Tens of thousands of disabled people could fall further into debt.
Anne McMurdie, from Public Law Solicitors, another of the lawyers representing disabled claimants seeking a judicial review of the bedroom tax, says the long-term impact is likely to include the costs of rehousing, extra respite care, people being forced to move into residential accommodation, and expensive adaptations to people’s new homes.
And let’s not forget that these are disabled people who may soon be losing some or all of the support they currently rely on to meet some of their impairment-related costs, because of the cuts and reforms to disability living allowance.
Cameron’s creative use of what we journalists like to call “facts” didn’t end with housing benefit. He went further. He even tried to argue that the government was not cutting spending on disabled people’s benefits.
“There is no cut in the money going to the disabled,” he said.

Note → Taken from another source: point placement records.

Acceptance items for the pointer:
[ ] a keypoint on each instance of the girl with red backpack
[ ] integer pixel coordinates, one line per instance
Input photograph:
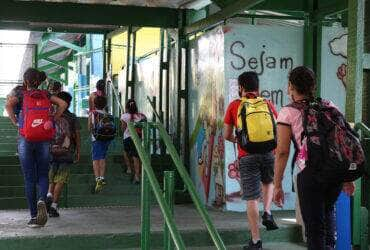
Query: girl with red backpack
(36, 129)
(100, 91)
(130, 155)
(316, 197)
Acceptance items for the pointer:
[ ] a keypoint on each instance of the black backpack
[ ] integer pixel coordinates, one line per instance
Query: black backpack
(104, 127)
(334, 149)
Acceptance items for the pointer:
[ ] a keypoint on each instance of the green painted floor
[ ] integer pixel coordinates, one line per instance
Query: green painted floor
(119, 228)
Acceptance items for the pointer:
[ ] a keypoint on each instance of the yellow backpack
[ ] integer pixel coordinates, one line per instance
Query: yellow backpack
(256, 128)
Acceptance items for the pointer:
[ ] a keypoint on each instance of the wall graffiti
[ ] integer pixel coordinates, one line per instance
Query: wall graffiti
(338, 47)
(334, 65)
(207, 95)
(271, 52)
(257, 63)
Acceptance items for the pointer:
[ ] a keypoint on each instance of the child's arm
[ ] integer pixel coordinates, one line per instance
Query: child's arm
(123, 125)
(89, 122)
(78, 145)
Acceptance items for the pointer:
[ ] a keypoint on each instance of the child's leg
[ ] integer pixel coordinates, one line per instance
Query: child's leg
(137, 167)
(96, 167)
(102, 166)
(127, 161)
(51, 189)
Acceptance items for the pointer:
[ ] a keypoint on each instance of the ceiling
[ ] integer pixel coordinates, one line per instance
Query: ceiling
(145, 3)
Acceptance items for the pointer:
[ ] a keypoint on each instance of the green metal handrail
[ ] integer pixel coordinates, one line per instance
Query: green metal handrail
(363, 128)
(190, 186)
(149, 173)
(360, 214)
(166, 209)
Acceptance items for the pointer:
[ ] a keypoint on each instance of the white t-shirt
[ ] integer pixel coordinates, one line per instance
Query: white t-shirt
(126, 117)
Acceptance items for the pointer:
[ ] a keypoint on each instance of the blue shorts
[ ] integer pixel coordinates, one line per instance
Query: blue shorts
(100, 149)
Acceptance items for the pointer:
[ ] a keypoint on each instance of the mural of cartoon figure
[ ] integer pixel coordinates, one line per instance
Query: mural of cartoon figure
(338, 47)
(218, 167)
(207, 87)
(234, 174)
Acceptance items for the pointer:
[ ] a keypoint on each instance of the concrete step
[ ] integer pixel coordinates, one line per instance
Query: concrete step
(119, 228)
(112, 178)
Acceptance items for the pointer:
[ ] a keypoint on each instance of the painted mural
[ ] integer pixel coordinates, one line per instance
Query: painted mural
(270, 51)
(334, 65)
(206, 116)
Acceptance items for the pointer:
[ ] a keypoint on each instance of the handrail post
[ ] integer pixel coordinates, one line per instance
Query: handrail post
(189, 184)
(169, 188)
(154, 106)
(145, 159)
(145, 198)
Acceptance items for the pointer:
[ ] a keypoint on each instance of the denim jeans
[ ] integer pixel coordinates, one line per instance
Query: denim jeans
(317, 207)
(34, 158)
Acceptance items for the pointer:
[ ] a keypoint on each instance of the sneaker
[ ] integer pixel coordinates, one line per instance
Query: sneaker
(136, 181)
(252, 246)
(268, 222)
(42, 216)
(53, 212)
(99, 186)
(49, 201)
(32, 223)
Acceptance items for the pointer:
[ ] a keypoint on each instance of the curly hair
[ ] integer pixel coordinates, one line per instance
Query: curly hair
(304, 81)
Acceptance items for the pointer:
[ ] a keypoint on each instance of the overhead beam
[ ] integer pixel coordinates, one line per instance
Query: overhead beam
(58, 79)
(222, 3)
(57, 27)
(63, 63)
(281, 6)
(44, 41)
(86, 14)
(116, 32)
(367, 61)
(235, 8)
(52, 52)
(46, 67)
(328, 8)
(66, 44)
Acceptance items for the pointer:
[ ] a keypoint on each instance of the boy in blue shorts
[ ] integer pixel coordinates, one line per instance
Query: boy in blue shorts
(65, 150)
(102, 130)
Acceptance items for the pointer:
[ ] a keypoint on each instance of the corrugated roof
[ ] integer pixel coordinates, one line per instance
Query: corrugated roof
(146, 3)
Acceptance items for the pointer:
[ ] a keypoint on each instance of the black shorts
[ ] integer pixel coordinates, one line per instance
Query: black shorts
(254, 169)
(129, 147)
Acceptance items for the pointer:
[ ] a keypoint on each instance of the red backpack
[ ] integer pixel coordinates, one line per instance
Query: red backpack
(38, 124)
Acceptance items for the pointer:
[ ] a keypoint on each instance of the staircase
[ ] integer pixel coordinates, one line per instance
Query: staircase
(79, 191)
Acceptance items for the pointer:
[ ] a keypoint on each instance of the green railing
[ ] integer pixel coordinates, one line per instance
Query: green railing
(360, 211)
(165, 199)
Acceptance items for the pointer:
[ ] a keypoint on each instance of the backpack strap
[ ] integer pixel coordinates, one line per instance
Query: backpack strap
(301, 106)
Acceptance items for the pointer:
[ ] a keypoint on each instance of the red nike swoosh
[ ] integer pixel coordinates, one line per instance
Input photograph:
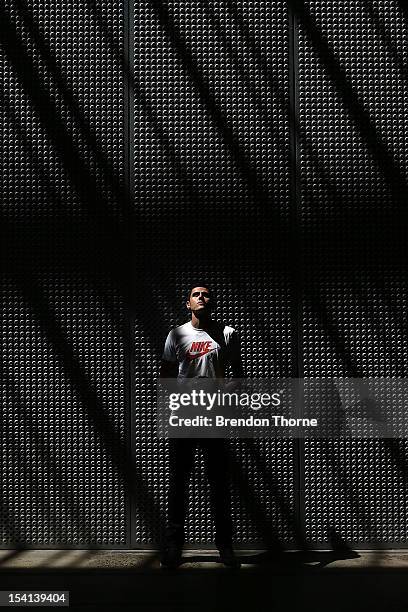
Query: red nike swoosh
(195, 355)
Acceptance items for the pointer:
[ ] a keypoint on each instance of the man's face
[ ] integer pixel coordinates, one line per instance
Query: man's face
(200, 300)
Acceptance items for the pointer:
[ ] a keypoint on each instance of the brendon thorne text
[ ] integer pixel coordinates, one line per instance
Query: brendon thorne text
(251, 421)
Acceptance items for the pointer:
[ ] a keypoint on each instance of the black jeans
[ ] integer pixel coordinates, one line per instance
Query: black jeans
(215, 453)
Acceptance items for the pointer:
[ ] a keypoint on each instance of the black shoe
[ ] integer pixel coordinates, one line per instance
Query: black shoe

That must be news to George Osborne, who has yet to come across a disability benefit that doesn’t make him want to run to his cellar and oil his axe.
Bizarrely, Tory chairman Grant Shapps – interviewed for an excellent You and Yours piece on the bedroom tax – appeared to have forgotten all about last year’s housing benefit court victory over the government, even though he was housing minister at the time.
Shapps, a close ally of Cameron, told the BBC’s Peter White that there were discretionary payments available for councils to give families with disabled children.
But he didn’t mention the court case, perhaps because if he had done so, it might have drawn attention to the fact that the government is trying to overturn the protection that court victory is now providing many families with disabled children.
The same disabled children David Cameron professes to be protecting from the cuts.
My dictionary defines a lie as “an untrue or deceptive statement deliberately used to mislead”.
I’ll leave it to others to decide whether David Cameron’s defence of the bedroom tax on Wednesday falls into that category.